ためていた息を吐き出すようにディーが言うと紙束の中からミレイが顔を上げて無言でうなずいた。


 「あと何日ぐらいかかりそうなんだ?」

食事をとりながらコーガが軽く首をかしげながら誰ともなく聞いた。

「七割程出来たのでもう二日もあれば特定できそうだ」

ディーが資料組を代表するべく答えた。

「んじゃ俺は出立する準備に取り掛かるかな」

コーガがヒューゴを見ながら言った。

見られたヒューゴは私をじっと見て心配そうな顔をした。

「きんちゃん、疲れてない?大丈夫?」

確かに疲れてはいるのだが、取り敢えず近々の疑問が1つ解けると思うと気力がわく。

「大丈夫だ」

私はヒューゴにうなずいた。

「それが終われば場所がわかるのか?」

コーガの問いにディーが私に目を向けた。

「伝承の中の光景が正しいのであればこれで特定できると思う」

「伝承?」

「この前聞いたガルドの伝承の中に

『旅人は幾重にも重なる石柱をくぐり抜けると

そこには色とりどりの花が咲き乱れ金に銀にきらめく街並みがあった。

人々はみな楽しそうに笑いさざめく。

旅人がここはどこかと尋ねるとアデルという。

誰がここをおさめているかと尋ねると精霊に愛されし巫女姫だと誇らしげに答える。

巫女姫様はどこにいるのかと問うと

あの城におわせられると人々は指をさす。

指の先をたどっていくと旅人を招くように大きなかいなの石柱の奥、水晶であつらえたかのようなまばゆい城が現れた。
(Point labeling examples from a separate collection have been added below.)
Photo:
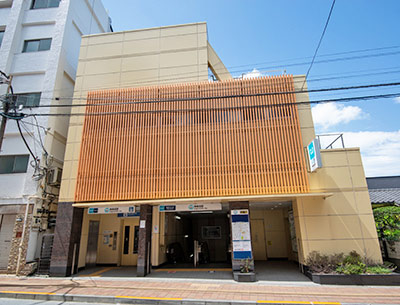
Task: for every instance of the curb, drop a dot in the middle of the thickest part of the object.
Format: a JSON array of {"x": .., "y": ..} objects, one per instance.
[{"x": 144, "y": 301}]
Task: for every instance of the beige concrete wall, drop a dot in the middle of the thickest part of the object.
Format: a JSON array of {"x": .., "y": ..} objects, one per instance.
[
  {"x": 276, "y": 238},
  {"x": 216, "y": 66},
  {"x": 105, "y": 252},
  {"x": 344, "y": 221},
  {"x": 148, "y": 57}
]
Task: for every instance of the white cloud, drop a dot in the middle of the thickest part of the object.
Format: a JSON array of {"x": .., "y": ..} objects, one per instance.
[
  {"x": 253, "y": 74},
  {"x": 380, "y": 151},
  {"x": 332, "y": 114}
]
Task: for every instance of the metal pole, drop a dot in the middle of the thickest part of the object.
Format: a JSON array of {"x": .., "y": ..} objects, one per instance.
[{"x": 6, "y": 107}]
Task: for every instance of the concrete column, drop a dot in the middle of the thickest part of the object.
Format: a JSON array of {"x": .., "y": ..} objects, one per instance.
[
  {"x": 239, "y": 205},
  {"x": 67, "y": 235},
  {"x": 144, "y": 250}
]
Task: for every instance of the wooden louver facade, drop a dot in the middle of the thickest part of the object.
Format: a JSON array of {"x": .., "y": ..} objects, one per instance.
[{"x": 231, "y": 138}]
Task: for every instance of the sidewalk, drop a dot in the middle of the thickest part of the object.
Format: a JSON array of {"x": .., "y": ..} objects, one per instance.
[{"x": 190, "y": 291}]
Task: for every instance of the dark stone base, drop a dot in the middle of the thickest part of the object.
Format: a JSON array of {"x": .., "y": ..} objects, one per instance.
[
  {"x": 244, "y": 277},
  {"x": 392, "y": 279},
  {"x": 60, "y": 271}
]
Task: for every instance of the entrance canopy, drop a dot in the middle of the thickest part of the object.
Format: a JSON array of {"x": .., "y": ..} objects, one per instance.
[{"x": 254, "y": 198}]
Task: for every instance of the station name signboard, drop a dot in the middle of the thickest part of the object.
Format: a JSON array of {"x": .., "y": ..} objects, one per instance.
[
  {"x": 193, "y": 207},
  {"x": 314, "y": 155},
  {"x": 111, "y": 210}
]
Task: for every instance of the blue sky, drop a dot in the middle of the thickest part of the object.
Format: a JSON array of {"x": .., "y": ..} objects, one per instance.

旅人はその門番に巫女姫様にお目通りすることはできるのかと伺った。』

というものだ」

「あぁ、子供のころ聞いたことがあるな」

「それが本当の光景であれば特定出来る」

「?」

「つまり城の場所がわかればおのずとそこに箱があるということだ」

ついてすぐにウォンデルの石柱で皆にわからぬようにとある実験をしたので推測の域は出ないがたぶん私の考えで合っているかと思う。

その石柱が夢で見た洞の石柱やこの町、ウォンデルにあった石柱と同じ用途であるならばアデル国は城を中心に石柱を領地内にある間隔を持って立ているのではないかと考えた。

その用途であるなら石柱同士関連性を持たせるはずなので碑文を訳して碑文同士の関連性を読んで倒壊し今はない石柱の場所の特定をしたのだ。

在りし日の石柱の場所を特定しそこから逆につなげていくことで石柱の大本にたどり着ける。

そこが城だ。

但し、アデルが崩壊したときに山が出現したという伝承もあるとすればその山に城が埋もれている可能性がある。

それはたぶん村人の消えたハルドの村の周辺にあると思うが、幾重にも山が連なっているため範囲が広すぎるのでなるべく狭め尚且つ確証をとるためこの様な手間のかかることをしているのだ。

やみくもに山の中にある山師の見つけた穴を探すよりはましなのではないかと先日ディーに提案したのだ。

人を引き連れている以上、確証は二つ以上あるに越したことはない。


 「きんちゃん、あーん」

ヒューゴの声に振り向くと匙が口に入れられた。

どうもまた、食事を忘れていたらしい。

口の中のものを咀嚼しながら反省をした。